The answer is obvious: heal. That’s what any family would do in similar circumstances. But what of the bigger picture? What of the cruel reality that this may be Eliza’s only chance at becoming the person Romeo and Magda raised to be unbeholden to the white lies and traded favors that have transformed them into shells of who they thought they could have been? Up until this point the girl’s life was micromanaged—whether she was conscious of it or not—to follow this carefully planned out route. Romeo was the conductor and the decisions he made got her both on the cusp of excellence and the edge of oblivion. Because as we see right from the start, anything he does for others he does mainly for himself.

Graduation quickly becomes a commencement not for the student heading to college, but the father who’s devoted his life to ensuring it happens. Romeo loves his daughter and will miss her, but he knows her absence will be her salvation. And once she is gone he can begin to worry about himself again. He can devote his energies towards his mistress Sandra (Malina Manovici). He can start anew. But it isn’t that easy. Karma has a way of looping back around when you least expect it and when it’s least wanted. Shortcuts are taken for selfish reasons and people Romeo is blind to even believing could be affected by his actions are hurt as collateral damage. Love drives his every move, but that doesn’t make it right.

What follows are three days portraying just how easily things unravel. Romeo isn’t a saint by any means, but he’s never involved his daughter explicitly in anything he’s done. Because he was in a hurry to see Sandra, however, he dropped Eliza off a block from school. From there her boyfriend Marius (Rares Andrici) is late. The attack occurs. Romeo enlists his Police Inspector friend for help (Vlad Ivanov). And he in turn asks Romeo to use his position as a doctor to assist someone else in need (Petre Ciubotaru‘s Bulai). Dominoes begin falling as more start rising up in their place. A conspiracy is invoked in a way that Romeo can no longer hide what he’s willing to do from Eliza (or pretend she doesn’t already know).

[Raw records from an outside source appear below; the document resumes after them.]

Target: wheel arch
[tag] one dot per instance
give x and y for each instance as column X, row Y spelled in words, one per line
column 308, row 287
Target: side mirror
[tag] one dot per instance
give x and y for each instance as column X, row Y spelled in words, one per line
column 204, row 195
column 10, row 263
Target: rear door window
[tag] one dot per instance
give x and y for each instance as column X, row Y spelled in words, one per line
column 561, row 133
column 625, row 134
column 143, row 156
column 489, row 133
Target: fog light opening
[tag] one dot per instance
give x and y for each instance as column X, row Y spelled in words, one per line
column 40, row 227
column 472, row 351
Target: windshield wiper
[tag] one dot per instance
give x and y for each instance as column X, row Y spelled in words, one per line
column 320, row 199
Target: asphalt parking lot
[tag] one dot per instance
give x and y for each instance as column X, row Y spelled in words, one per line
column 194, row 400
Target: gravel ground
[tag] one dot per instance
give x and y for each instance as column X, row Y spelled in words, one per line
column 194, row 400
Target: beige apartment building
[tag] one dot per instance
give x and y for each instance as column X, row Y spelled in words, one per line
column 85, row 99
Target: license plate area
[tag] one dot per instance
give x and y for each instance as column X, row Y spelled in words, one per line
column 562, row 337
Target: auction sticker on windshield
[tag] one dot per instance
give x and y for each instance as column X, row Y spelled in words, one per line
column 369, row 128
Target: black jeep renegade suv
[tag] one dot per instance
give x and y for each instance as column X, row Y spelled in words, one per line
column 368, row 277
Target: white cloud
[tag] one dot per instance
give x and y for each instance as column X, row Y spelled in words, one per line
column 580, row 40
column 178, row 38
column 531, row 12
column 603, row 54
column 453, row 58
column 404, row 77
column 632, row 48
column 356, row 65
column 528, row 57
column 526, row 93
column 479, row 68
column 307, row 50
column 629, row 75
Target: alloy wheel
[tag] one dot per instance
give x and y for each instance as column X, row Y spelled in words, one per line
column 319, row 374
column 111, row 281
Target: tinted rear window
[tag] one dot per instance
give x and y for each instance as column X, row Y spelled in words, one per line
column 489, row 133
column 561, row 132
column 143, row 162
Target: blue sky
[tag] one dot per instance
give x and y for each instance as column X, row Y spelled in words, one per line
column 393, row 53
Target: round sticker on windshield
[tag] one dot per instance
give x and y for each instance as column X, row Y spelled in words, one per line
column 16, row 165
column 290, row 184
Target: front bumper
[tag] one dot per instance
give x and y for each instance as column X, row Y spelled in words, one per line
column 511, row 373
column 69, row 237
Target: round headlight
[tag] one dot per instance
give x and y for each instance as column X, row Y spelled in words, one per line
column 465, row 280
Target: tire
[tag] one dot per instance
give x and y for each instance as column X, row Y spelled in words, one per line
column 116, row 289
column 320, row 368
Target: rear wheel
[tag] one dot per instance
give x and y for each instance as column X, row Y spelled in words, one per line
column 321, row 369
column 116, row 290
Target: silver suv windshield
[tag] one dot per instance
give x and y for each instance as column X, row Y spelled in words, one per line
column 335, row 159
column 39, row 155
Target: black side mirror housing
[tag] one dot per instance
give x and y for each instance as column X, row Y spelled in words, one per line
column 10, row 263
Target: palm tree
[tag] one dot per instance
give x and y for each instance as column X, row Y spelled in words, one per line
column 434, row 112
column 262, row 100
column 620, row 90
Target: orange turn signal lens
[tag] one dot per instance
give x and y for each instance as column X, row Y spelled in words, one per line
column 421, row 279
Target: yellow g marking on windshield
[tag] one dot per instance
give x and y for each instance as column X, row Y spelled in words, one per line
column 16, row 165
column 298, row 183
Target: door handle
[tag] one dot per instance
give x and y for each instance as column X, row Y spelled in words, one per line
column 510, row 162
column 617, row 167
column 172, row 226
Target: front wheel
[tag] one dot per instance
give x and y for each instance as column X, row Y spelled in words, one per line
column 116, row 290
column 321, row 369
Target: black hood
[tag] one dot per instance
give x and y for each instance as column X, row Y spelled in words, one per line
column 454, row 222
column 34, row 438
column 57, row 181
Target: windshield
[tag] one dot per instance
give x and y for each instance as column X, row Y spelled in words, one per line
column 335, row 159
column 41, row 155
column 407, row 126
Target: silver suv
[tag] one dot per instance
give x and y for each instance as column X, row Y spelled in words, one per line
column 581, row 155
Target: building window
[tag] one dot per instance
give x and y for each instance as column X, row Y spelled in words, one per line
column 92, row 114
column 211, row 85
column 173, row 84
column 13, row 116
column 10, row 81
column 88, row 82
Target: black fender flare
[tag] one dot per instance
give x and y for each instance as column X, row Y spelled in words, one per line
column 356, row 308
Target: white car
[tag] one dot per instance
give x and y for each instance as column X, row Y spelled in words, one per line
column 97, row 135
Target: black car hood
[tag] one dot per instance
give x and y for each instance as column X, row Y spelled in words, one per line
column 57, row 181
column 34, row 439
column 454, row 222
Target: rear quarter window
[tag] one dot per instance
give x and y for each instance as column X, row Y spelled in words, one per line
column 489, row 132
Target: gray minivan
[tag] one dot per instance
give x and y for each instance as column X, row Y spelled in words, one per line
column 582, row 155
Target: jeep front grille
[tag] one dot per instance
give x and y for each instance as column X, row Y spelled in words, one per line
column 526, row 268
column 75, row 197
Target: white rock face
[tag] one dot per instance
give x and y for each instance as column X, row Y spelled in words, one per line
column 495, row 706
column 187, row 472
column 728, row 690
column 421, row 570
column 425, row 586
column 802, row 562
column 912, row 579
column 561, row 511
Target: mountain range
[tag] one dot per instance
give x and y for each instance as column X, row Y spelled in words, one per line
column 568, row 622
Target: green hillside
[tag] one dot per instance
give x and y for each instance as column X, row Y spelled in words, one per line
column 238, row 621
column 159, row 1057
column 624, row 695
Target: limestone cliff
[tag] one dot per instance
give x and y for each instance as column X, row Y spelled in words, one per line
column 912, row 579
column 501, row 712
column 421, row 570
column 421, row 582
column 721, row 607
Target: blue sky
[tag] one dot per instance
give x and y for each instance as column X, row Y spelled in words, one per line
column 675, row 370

It’s a stirring performance from Titieni that holds everything together—his mix of guilt and uncertainty in action but courage and confidence in results forcing you to wonder if the purpose is worth the process. Mungiu throws so much his way that seems coincidental when you step far enough away back, but he never lets you. On the contrary, Graduation starts to feel claustrophobic as the walls close in to apply pressure onto Romeo as though a vice. He knows the potential consequences of what he’s doing and yet he does it anyway. And the responses by those he must involve are never less than authentic. It’s ostensibly a series of blackmails amorally appealing to one’s sense of compassion. As a parent, how could you do anything less?